Conceived as a step towards enabling interactive use of the architecture program’s new KUKA robot, the Lego robot was designed to mimic the proportions of the actual robot so that it could be used to test ideas and procedures at a small scale prior to implementing them at the scale of the actual industrial robot arm. Additionally, if the Lego robot could be built such that it could record movements and positions imposed by hand, the actions recorded with the small robot could potentially be played back on the large robot. This would be all the more interesting if it could be achieved in realtime, translating motion from small- to large-scale on-the-fly.

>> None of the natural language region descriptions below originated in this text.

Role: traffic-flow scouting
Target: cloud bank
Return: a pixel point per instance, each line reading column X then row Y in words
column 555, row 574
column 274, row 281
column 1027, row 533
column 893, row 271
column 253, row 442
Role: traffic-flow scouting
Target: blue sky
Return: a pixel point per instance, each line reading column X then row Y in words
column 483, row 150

This project was not without precedent. KUKA-specific software development firm OrangeApps, located in Germany, has developed a six-axis Lego robot that can be controlled using the KUKA KRC controller allowing KUKA KRL code to be executed against the Lego model. Their design employs KUKA OfficeLite software, which simulates the KRC controller software on a PC, along with a custom plugin to control two Lego Mindstorms EV3 controllers, which in turn power six motors to drive the axes. A seventh, smaller motor controls the gripper end-effector with which the robot is equipped.
The Lego robot pictured above was developed over the course of the initial month and a half of the Fall semester and represents the extent of its development to date. Constructed from Dan’s personal collection, which consists primarily of a Lego Mindstorms NXT robotics set and three large Lego Technic sets, the robot implements all six axes but is not yet functional. In order to keep the wrist construction compact, the design incorporates a custom, 3D-printed gear that facilitates the translation of rotation of the fifth and sixth axes across a single shaft that passes through the center of the fourth axis (see images below).
A few outstanding obstacles remain before the project can move from hardware to software development.
- Since the Lego NXT controller can natively only control up to three motors, an alternative controller will have have to be used to drive the robot. An Arduino-based solution will be implemented using the third-party Bricktronics Megashield. The Arduino and add-on shield have been purchased and assembled, but have not yet been tested.
- The current design is not well balanced and may require modification before the motors and gears will be able to handle the torque required to operate the second and third axes reliably.
- Due to the need to amplify torque using gear differentials and due to the complex series of gears used to implement the wrist, backlash may become an issue resulting in reduced precision and stability.